Levodopa Pharmacokinetics in Patients With Parkinson’s Disease and Symptom Fluctuation: A Phase I, Open-label, Randomized, Multicentre, Crossover Study Comparing Intravenous and Subcutaneous Infudopa With Intestinal Duodopa
Status:
Recruiting
Clinicaltrials.gov identifier:
Sponsor:
Vastra Gotaland Region
Enrollment:
28
Study Design:
The current study is a prospective, 3-period-cross-over, open-label multicentre trial comparing i.v. and s.c. administration of the study drug, Infudopa, to Duodopa.
The study is including advanced Parkinson’s patients who are already on a stable regimen of LCIG for at least 30 days with a dose between 685mg to 4000mg and be using it for 16- or 24-h. Standard exclusionary criteria apply.

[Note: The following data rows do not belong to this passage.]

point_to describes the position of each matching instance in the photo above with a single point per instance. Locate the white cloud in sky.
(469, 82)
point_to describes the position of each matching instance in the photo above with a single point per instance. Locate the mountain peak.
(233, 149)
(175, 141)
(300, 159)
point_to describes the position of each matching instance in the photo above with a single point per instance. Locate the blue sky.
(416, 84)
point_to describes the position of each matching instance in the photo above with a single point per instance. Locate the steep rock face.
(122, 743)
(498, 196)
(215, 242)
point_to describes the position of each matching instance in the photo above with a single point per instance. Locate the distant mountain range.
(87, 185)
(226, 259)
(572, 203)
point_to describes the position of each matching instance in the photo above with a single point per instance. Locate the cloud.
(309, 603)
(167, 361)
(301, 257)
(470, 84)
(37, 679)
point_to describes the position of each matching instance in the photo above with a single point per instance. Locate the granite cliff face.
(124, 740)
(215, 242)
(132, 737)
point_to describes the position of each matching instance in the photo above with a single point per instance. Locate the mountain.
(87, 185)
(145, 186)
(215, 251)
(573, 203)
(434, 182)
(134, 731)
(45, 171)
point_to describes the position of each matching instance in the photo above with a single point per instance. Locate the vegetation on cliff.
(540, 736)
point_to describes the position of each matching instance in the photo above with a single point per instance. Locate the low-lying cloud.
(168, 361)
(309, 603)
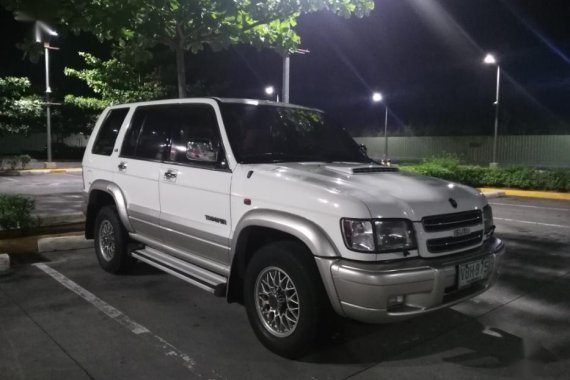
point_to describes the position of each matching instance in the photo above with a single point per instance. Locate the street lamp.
(286, 71)
(491, 60)
(39, 28)
(270, 91)
(378, 98)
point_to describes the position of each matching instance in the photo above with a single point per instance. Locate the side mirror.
(202, 150)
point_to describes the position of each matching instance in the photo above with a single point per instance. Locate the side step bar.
(200, 277)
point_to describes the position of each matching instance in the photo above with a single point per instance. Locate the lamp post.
(39, 28)
(378, 98)
(270, 91)
(286, 72)
(491, 60)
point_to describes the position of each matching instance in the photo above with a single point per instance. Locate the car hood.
(386, 194)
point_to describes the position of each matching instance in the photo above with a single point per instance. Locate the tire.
(285, 321)
(111, 242)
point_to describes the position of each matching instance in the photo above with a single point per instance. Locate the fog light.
(395, 300)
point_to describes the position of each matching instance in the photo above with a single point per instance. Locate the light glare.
(490, 59)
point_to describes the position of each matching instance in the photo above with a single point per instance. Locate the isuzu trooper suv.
(270, 205)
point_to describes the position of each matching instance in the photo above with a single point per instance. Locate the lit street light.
(377, 98)
(270, 91)
(286, 71)
(39, 28)
(491, 60)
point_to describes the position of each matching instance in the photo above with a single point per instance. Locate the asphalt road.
(54, 193)
(68, 319)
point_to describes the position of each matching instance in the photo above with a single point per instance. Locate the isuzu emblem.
(461, 231)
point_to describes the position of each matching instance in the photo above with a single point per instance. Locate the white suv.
(269, 205)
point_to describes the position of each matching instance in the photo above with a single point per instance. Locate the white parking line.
(535, 223)
(119, 317)
(528, 206)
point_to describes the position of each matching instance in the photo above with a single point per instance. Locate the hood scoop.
(362, 169)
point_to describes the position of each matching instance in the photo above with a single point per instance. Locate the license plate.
(472, 272)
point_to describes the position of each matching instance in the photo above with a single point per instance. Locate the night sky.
(425, 56)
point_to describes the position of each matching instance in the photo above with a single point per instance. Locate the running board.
(200, 277)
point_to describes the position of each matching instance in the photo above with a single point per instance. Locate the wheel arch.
(103, 193)
(259, 227)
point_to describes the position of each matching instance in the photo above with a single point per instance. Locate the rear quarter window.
(109, 131)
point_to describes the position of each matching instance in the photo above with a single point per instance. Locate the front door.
(195, 185)
(146, 142)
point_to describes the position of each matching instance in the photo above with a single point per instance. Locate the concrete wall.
(552, 151)
(36, 141)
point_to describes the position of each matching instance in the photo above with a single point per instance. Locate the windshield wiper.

The study is being conducted in Sweden and requires three treatment visits. The study has a cross-over design with a minimum of 3 days of Duodopa in between the treatment visits. At each visit, the participant will receive either standard Duodopa infusion, Infudopa intravenously or Infudopa subcutaneously over a 16-h period. The order of the treatment will be non-blinded but randomized. A pre-study optimum dose of Duodopa will be established that will determine the dose of the i.v. and s.c. Infudopa that will yield a corresponding serum levodopa level. The Infudopa i.v. will be dosed at 75% of participant’s individual pre-study Duodopa dose and administered via an indwelling catheter in the arm as a morning rapid constant dose followed by continuous i.v. infusion up to 16-h. Similarly, Infudopa s.c. will be administered over 16-h as a morning rapid constant rate followed by continuous infusion dosed similarly to pre-study Duodopa dose for the participant.
Rationale:
The primary objective focuses on demonstrating two major pharmacokinetic points.
1. To demonstrate that a steady state plasma concentration of levodopa and carbidopa, equivalent to that of Duodopa, can be achieved after the i.v. and s.c. infusion of Infudopa.
2. To demonstrate that peak-trough fluctuations of levodopa and carbidopa plasma concentrations during the dosage interval of both i.v. and s.c. Infudopa will be comparable to that of Duodopa.
Secondary objectives are designed to look at the
1. Safety profile, particularly focusing on local skin reactions,
2. Expanded pharmacokinetic profile of both levodopa and carbidopa after s.c. and i.v. administration compared to Duodopa. The parameters being checked include bioavailability, maximum plasma concentration, time to maximum plasma concentration, area under the curve, and elimination half-life.
3. Effect on clinical parameters focusing on bradykinesia, dyskinesia, and tremors using the clinical rating scale UPDRS and objective assessments via Parkinson’s Kinetigraph.
Comments:
Infudopa aims to demonstrate an equally efficacious alternative s.c. delivery of carbidopa/levodopa compared to LCIG. If the results are positive, it will be another alternative to LCIG. The Infudopa IntraV, if successful in demonstrating meaningful clinical benefit, will be a potentially interesting addition for use in peri-operative scenarios. Since these are still early phase studies, they rightly aim to demonstrate clinically acceptable PK and safety profile of the active drugs.